TOCA Football Trains Olympians. Now It’s Launching a Soccer-Themed Entertainment Venue

Former professional soccer player Eddie Lewis started TOCA Football to help teams improve their game with training, but has big plans to remake the company into a sports entertainment force.

This summer, TOCA Football will open a soccer-themed entertainment and dining venue in London meant to mimic how Top Golf gamified golf for a broad audience. The sprawling 30,000-square-foot location will offer cocktails alongside soccer-inspired immersive games, where groups can ward off zombies that appear on a 20-foot projector by kicking balls.

The move pushes the Costa Mesa training company that already has 14 indoor soccer training centers hosting youth and adult leagues deeper into the entertainment space.

“We think of ourselves as sports-slash-entertainment,” said TOCA CEO Yoshi Maruyama, a former executive at DreamWorks, where he headed their global location-based entertainment efforts.

The company announced a $40 million Series E raise on Tuesday that will help fuel those ambitions.

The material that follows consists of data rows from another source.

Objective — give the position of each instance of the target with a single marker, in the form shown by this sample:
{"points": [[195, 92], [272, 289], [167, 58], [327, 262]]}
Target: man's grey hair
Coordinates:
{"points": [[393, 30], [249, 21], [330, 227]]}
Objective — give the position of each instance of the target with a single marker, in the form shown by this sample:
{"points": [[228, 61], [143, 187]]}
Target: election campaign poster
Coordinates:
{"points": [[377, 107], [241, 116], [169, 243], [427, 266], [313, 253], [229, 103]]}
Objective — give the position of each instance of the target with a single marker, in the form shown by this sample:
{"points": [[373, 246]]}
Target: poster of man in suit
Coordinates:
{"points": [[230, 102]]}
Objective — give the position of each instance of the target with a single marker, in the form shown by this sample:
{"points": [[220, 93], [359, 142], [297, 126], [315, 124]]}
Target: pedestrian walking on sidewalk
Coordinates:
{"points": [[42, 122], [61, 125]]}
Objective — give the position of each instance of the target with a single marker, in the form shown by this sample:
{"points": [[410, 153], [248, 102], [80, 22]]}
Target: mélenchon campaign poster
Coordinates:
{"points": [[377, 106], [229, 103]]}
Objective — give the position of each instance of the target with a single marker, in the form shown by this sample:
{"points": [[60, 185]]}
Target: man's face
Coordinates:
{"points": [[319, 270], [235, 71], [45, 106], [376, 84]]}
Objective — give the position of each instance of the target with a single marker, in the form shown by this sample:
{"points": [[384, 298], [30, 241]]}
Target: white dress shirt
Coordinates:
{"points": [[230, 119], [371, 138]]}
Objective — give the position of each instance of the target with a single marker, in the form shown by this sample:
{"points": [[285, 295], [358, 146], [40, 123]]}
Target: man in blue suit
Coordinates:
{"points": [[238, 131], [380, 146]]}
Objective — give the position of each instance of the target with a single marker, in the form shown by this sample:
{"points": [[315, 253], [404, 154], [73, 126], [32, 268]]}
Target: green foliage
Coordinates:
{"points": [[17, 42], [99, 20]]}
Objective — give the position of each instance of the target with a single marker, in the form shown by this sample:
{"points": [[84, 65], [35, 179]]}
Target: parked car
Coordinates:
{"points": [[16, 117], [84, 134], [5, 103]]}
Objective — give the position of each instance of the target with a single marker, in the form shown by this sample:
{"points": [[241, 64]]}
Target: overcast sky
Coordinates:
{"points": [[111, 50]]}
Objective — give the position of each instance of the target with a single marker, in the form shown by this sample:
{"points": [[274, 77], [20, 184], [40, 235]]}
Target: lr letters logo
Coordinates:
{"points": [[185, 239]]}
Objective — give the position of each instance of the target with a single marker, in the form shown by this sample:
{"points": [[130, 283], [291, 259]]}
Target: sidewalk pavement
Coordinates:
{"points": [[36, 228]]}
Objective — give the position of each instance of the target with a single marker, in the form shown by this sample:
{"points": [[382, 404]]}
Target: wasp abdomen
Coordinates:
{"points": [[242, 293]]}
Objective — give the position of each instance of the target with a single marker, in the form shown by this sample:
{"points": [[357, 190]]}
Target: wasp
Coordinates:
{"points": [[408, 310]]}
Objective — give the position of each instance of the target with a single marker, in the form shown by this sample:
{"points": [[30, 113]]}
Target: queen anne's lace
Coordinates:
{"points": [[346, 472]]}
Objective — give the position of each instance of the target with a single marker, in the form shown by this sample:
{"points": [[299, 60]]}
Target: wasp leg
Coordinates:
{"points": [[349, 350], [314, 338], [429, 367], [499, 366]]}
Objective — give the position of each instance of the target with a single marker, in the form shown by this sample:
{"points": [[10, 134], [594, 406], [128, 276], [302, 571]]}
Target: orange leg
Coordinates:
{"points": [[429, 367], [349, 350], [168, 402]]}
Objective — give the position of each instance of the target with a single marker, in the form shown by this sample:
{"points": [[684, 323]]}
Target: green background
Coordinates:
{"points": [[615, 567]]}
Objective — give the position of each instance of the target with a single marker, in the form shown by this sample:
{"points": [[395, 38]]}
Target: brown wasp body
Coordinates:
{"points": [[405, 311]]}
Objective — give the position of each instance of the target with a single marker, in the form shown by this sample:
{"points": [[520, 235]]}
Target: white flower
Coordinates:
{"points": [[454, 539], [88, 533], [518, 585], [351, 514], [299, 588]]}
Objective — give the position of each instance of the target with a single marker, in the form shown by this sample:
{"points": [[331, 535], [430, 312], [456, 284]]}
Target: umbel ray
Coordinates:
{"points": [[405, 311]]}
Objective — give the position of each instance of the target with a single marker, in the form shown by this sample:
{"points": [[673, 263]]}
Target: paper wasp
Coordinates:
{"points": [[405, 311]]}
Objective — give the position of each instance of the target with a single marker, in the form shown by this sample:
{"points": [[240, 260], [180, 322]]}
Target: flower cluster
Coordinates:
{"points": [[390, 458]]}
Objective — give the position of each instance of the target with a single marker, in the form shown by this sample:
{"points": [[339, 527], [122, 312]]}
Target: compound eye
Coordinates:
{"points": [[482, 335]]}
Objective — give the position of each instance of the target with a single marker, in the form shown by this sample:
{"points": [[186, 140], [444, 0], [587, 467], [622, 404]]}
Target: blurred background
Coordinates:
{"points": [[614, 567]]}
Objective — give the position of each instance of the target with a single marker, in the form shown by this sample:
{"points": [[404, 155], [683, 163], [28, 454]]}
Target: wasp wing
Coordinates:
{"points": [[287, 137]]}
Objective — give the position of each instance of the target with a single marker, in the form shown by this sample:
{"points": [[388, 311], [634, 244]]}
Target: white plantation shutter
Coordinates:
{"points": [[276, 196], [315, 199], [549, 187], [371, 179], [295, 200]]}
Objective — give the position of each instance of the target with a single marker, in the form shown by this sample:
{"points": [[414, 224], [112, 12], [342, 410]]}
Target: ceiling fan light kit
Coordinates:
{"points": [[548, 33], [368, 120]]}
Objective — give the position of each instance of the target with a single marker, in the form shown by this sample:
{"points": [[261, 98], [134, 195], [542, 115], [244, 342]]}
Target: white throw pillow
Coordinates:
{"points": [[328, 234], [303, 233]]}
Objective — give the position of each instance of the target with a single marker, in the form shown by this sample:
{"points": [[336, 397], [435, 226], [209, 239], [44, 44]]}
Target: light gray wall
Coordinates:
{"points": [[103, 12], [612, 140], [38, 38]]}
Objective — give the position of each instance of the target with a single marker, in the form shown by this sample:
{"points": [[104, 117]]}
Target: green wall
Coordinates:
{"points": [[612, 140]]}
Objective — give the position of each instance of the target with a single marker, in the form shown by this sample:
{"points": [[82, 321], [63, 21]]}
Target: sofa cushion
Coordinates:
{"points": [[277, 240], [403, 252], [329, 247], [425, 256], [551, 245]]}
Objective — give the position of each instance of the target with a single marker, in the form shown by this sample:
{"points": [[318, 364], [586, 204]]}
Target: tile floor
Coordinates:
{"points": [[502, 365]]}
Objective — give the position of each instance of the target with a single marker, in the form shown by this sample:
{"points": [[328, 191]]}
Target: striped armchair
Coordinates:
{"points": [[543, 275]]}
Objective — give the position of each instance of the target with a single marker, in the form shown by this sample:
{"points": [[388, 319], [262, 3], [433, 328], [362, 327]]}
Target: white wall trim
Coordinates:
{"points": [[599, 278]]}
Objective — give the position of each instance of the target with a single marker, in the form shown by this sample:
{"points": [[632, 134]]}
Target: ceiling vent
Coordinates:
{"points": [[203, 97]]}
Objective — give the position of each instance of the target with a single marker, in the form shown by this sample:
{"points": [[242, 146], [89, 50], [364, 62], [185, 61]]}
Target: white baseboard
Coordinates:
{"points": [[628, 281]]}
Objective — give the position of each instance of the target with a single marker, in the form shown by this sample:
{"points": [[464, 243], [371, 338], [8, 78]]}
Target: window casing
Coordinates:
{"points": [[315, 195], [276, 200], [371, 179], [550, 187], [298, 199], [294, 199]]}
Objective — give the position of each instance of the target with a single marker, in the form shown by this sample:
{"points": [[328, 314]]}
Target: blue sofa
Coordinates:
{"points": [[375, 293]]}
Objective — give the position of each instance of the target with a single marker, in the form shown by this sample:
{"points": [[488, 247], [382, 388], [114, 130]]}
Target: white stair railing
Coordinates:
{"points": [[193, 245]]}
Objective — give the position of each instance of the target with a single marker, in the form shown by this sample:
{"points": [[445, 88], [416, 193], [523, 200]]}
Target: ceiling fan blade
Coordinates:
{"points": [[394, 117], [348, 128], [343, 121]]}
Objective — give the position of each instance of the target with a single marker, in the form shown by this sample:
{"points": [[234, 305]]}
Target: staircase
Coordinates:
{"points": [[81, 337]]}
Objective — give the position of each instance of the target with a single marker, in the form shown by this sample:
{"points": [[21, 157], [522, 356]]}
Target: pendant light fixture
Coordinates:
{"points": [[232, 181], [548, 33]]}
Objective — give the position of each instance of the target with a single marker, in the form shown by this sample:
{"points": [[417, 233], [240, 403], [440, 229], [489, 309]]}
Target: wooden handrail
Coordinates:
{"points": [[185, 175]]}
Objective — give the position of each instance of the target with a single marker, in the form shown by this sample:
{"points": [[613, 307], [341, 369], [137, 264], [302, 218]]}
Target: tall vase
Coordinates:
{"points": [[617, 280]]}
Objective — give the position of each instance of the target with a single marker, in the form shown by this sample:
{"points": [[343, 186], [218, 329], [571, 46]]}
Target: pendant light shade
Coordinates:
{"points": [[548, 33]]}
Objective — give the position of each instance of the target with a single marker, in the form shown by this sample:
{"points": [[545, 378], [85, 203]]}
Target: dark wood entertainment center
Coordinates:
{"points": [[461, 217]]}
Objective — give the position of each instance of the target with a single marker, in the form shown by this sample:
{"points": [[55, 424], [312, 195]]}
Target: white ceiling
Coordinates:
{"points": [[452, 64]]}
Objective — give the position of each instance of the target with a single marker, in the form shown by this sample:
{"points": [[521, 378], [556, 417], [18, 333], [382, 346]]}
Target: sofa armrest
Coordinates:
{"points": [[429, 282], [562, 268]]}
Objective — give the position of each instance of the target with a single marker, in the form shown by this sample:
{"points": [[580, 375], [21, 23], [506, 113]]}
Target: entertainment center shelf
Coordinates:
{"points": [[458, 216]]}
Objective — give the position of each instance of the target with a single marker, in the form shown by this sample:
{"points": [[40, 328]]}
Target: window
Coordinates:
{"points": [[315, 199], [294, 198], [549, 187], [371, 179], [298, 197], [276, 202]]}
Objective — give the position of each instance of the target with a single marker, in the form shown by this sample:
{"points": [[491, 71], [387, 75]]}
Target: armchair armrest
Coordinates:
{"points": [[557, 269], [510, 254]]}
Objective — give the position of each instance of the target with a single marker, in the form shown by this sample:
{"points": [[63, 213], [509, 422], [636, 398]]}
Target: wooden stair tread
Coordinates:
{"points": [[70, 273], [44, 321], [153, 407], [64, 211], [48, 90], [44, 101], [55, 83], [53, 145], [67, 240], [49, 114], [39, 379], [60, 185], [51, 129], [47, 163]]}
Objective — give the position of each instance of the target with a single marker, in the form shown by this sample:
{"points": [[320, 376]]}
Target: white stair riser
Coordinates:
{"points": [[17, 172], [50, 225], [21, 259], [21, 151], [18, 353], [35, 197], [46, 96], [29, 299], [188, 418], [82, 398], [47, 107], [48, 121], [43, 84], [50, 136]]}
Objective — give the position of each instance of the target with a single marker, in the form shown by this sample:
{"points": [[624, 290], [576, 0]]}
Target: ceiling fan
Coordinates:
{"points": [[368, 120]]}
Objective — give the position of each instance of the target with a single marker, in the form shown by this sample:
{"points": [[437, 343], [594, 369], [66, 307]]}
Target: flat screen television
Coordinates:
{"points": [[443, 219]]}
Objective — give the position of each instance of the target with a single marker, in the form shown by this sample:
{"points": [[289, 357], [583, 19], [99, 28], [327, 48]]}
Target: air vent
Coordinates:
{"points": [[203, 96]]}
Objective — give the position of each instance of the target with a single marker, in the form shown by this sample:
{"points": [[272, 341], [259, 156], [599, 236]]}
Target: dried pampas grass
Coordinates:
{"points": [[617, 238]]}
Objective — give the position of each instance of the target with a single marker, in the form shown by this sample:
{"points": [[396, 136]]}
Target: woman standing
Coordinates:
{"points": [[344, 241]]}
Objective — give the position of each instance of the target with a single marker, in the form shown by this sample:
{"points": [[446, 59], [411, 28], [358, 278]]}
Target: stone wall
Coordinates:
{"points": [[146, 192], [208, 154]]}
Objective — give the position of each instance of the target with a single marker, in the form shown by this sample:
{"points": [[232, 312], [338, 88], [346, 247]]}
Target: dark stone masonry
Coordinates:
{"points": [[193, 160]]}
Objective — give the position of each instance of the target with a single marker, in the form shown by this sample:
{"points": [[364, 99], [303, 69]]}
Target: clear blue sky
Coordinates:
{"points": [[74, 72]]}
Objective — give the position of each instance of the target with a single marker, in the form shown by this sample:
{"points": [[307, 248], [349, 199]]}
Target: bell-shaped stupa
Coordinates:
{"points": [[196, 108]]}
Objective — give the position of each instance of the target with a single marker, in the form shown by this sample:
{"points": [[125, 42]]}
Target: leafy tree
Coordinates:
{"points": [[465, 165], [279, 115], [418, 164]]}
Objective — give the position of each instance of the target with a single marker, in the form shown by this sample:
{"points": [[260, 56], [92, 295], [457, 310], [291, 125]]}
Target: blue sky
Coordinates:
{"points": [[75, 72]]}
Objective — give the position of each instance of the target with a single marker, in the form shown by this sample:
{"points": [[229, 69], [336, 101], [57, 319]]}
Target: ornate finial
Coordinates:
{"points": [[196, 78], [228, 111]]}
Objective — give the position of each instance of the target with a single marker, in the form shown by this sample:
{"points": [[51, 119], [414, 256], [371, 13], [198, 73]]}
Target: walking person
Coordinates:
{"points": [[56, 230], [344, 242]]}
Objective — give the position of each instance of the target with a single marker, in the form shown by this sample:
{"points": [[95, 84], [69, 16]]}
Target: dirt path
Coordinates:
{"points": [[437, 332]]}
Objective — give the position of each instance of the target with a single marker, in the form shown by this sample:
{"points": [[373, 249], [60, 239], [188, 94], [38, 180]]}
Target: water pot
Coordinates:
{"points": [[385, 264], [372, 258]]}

The raise brings its total funding over $105 million. The funding round was led by returning investors WestRiver Group, RNS TOCA Partners LLC and D2 Futbol Investors, and a set of new investors that includes Jared Smith, the co-founder of Qualtrics.

Courtesy TOCA Football

Maruyama said the company is planning to double their footprint over the next year and eventually erect 300 training locations in North America and over 100 so-called “TOCA Social” locations like the one set to open in London around the globe. The co-chairman of TOCA is the Top Golf executive chairman Erik Anderson.

“We intend to be ubiquitous, we intend to be omnipresent in virtually every market throughout North America,” he said. “We will be known as the de facto training center for soccer in North America.”

Founded in 2014, TOCA offers soccer players at all levels training that uses technology, including tools that measure the speed and velocity of their kicks and machines that replicate in-game conditions.

The technology is based on techniques Lewis came up with in college, which he credits with helping him succeed over his 14-year professional career.

The U.S. Women’s National Team trains with TOCA technology and two-time Olympic gold medalist Abby Wambach joined TOCA’s board of directors in 2020, Lewis added.

“What we’ve done is really sort of distilled down all of the most important technical elements of the game, and recreated an environment that allows you to train all of those different elements,” he said.